Essential hit the ground with a nice buzz last year with the launch of the PH-1 Android phone. Fans, including this guy, loved the idea of super solid hardware running very stock Android. For the most part, Essential accomplished this but had glaring issues with the camera being rather crappy. It also had pricing completely wrong. The company failed to identify its competition being Moto and OnePlus. Instead, it priced the phone at $700 in a flooded premium market dominated by Samsung, LG, and Google.
With all these shortcomings, the company has struggled under the father of Android, Andy Rubin. Sales estimations of the PH-1 have come in well below 200,000 units. Subsequently, the rumors have been rampant that the company is up for sale to get out from under its debts. Another struggle has been its proprietary accessory system. That’s the topic I’d like to take on in this post. Essential should open source its plans for mods.
I know I will have some haters on this, but Moto has laid the groundwork for this model and Essential should consider a similar route. Motorola went to the community to help fund ideas for new mods via an Indiegogo campaign. While the company continued its own in-house development as well, I think it really helped to outsource R&D and consumer interest on just what kind of mods people are willing to spend money on.
This crowdsourced effort is where many of Moto’s current mod lineup originated from. The wireless charging shell, Gamepad, and QWERTY keyboard mods all started with hobbyist users and the Motorola reference program. Essential could easily leverage a similar situation with its user base.
Honestly, Essentials followers may be the perfect market. They seem to be Android purists who really embody the hacker mentality behind AOSP and the heritage of Android’s rise to becoming Google’s behemoth operating system. The company should find a way to harness this community and maybe the accessory platform is the perfect place to do it.
I strongly believe that the Android community is an extension of the Linux nerds at heart. They thrive in a challenge and love a good hack job. The extreme hobbyist techie would have to take a look at Essential designs for it’s charging dock, or a true Qi backplate, and find a way to make it work. They could then even sell them directly through Indiegogo/Kickstarter or have a partnership with Essential to produce them. Either way, the onus of the prototype and testing phase isn’t financially connected to Essential.
Oh, and it could also offer them a profitable venture. Again, Moto set the standard. The phone should come at a discount because the profit is in the addons. Essential could help fund its current ventures with a healthy mod ecosystem and possibly rebound from some of the losses they accrued during the growing pains of the PH-1 launch. That is, if they can find a compromise that gets more accessories in its store.
I don’t think this solution is a cure-all for Essentials woes.
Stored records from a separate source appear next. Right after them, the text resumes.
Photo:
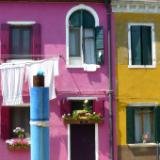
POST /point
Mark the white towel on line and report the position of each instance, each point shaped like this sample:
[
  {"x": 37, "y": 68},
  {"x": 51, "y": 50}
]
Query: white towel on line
[
  {"x": 49, "y": 68},
  {"x": 12, "y": 78}
]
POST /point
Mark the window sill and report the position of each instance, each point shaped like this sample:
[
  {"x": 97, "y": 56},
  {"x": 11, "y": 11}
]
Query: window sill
[
  {"x": 80, "y": 67},
  {"x": 142, "y": 145},
  {"x": 141, "y": 66}
]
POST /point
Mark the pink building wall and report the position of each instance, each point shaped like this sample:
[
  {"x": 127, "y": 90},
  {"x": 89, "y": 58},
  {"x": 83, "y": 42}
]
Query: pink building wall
[{"x": 70, "y": 82}]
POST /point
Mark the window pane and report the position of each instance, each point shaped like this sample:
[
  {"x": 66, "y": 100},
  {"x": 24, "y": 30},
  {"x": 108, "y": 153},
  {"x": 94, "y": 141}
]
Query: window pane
[
  {"x": 148, "y": 125},
  {"x": 138, "y": 127},
  {"x": 26, "y": 41},
  {"x": 74, "y": 42},
  {"x": 136, "y": 45},
  {"x": 146, "y": 44},
  {"x": 20, "y": 42},
  {"x": 89, "y": 46},
  {"x": 15, "y": 41},
  {"x": 144, "y": 125}
]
The company has had more than one misstep, and really looks to be in a financial crisis, but it might offer a spark. Community goes a long way with a company’s success. Andy Rubin has stood by his promise of industry-leading turnaround time on OS updates, but he needs to find a creative way to get accessories for the PH-1’s pin system back into play. And who knows, he might even find a new revenue stream in the process.